Cyclical chord-mode classes

It would seen logical to think that the number of possible inversions of any chord must be the same as to the different number of notes of different notes it contains, or that the number of modes of a scale would also be the same as the number of notes of the mode. This is not always true on account of the internal cyclical chord-mode classes; in those cases there are some inversions that coincide. For this reason the number of chords in the N5 level of equivalence (see Fig. 12) is not always the same as the number of chord classes in N6 level multiplied by the number of notes. This is only true for the chords-mode classes which never have a cyclical structure, i.e. chords of 5, 7 and 11 notes.

In this appendix (Table 5) there are represented all the cyclical and semi-cyclical chord-mode classes (the left number means its classification in the chord-mode tables), that is to say, all the chords or scales that have some or all of their inversions or modes with an identical structure –concerning the distance of tones–.

In some cases several enharmonies have been undertaken in the notation of the representative in the chord-mode class tables so as to offer a better scale clearness. For the same reasons the chromaticisms in each cycle have not been changed.
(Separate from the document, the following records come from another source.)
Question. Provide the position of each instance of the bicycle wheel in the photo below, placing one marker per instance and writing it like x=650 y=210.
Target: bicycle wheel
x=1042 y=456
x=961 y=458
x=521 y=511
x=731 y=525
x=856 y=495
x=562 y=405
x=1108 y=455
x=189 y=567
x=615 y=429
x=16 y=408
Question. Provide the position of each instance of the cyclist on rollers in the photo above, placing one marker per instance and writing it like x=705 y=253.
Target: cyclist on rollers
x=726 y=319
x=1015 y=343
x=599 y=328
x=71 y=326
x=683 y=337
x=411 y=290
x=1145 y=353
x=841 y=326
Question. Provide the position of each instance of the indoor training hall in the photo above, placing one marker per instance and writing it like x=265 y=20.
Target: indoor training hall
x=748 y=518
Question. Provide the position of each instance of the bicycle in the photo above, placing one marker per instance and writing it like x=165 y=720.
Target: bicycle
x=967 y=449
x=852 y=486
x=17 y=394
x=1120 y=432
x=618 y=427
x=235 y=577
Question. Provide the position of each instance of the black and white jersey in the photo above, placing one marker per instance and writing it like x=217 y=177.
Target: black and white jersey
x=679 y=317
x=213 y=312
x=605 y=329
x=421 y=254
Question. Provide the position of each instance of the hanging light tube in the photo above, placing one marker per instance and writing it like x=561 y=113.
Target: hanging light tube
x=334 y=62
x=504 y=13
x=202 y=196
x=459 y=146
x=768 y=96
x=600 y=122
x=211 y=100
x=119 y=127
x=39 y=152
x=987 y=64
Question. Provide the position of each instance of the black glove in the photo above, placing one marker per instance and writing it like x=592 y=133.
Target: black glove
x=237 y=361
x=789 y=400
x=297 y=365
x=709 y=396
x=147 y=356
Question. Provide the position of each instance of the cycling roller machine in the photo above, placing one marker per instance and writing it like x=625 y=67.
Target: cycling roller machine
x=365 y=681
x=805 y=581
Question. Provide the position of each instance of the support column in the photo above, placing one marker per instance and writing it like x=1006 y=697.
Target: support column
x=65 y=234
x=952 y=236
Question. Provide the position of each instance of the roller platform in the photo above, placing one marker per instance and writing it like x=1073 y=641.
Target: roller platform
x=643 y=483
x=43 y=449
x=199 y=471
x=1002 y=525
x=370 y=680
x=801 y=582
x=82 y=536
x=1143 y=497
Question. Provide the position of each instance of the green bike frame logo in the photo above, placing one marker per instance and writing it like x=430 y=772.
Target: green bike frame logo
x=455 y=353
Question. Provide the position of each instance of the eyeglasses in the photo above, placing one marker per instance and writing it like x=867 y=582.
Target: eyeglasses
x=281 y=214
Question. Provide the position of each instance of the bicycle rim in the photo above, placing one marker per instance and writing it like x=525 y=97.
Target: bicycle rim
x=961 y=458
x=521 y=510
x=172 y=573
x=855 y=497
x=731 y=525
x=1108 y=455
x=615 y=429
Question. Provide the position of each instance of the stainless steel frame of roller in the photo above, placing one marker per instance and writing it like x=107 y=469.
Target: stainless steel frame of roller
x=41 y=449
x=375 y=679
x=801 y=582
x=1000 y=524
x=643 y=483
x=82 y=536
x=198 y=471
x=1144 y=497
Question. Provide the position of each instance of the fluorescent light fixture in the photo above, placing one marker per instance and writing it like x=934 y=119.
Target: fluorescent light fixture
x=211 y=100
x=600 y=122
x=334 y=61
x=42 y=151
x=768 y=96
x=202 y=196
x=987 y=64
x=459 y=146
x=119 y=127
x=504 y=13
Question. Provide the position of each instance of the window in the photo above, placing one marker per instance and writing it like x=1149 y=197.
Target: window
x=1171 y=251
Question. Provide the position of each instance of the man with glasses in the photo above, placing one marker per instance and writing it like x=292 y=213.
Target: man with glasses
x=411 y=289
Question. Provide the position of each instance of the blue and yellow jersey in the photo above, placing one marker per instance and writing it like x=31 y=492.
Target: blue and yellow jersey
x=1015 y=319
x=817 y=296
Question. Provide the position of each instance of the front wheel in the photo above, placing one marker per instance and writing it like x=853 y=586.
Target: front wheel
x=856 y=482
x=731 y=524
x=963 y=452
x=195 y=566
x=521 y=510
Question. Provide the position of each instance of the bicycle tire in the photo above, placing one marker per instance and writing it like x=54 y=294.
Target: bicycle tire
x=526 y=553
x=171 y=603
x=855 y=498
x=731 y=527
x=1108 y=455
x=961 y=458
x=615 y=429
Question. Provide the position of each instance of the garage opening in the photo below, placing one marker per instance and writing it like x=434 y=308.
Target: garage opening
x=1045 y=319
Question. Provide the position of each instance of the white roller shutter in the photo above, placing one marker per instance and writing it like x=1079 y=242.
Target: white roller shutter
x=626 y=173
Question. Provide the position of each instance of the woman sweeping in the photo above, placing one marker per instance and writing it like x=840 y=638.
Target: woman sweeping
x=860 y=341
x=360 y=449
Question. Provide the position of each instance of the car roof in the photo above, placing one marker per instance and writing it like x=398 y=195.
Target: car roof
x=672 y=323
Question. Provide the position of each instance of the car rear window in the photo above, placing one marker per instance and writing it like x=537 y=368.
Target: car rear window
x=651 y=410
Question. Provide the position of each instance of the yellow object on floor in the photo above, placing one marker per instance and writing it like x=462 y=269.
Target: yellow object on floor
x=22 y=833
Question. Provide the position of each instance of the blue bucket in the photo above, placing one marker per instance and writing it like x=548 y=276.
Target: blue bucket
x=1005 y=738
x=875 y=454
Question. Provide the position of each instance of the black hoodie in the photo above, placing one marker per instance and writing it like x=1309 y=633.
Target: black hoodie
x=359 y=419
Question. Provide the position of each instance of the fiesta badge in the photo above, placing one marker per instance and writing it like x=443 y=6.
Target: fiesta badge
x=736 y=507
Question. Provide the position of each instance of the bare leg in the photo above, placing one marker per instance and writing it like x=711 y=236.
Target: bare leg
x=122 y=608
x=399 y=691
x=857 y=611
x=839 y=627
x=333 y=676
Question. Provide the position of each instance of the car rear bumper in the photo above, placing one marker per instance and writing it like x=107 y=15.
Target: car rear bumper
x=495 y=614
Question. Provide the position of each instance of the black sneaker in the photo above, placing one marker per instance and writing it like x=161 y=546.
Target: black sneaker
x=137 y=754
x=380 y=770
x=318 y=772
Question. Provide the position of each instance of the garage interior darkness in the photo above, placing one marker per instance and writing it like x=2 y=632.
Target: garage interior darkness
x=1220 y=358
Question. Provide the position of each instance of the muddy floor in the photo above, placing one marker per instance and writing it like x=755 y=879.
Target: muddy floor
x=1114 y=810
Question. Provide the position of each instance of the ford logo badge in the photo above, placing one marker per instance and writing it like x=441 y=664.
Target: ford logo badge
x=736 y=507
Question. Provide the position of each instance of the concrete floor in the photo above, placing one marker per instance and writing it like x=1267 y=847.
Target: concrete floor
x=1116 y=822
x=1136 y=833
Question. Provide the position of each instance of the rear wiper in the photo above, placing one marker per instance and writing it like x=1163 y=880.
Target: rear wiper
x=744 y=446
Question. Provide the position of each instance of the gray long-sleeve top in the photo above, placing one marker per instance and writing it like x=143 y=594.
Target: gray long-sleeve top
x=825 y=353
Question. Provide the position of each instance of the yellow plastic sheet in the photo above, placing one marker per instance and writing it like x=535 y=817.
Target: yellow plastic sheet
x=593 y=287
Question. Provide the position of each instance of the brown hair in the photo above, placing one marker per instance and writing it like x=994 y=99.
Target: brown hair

The modes à transpositions limitées introduced by O. Messiaen in his book Technique de mon langage musical (1944) are in fact some of these cyclical chord-mode classes. Messiaen named these modes from 1 to 7. Mode 1 is equivalent to 6-notes chord-mode class #51 (scale of tones), mode 2 is related to 8-notes chord-mode #43 (octatonic scale), mode 3 is related to 9-notes chord-mode #19, mode 4 to 8-notes chord-mode #8, mode 5 to 6-notes chord-mode #78, mode 6 to 8-notes chord-mode #30 and mode 7 to 10-notes chord-mode #3.

Messiaen named these scales as modes of limited transposition because if they are successively transposed by semitones there is always a moment where the same scale (the same notes) is found –obviously, before getting to the transported octave–. For example, if the transposition of scales of mode 2 (8-43) is made by minor third the result is always the same notes or mode 1 (6-51) by major 2nds. and so on. All this is also true for all the modes in Table 5.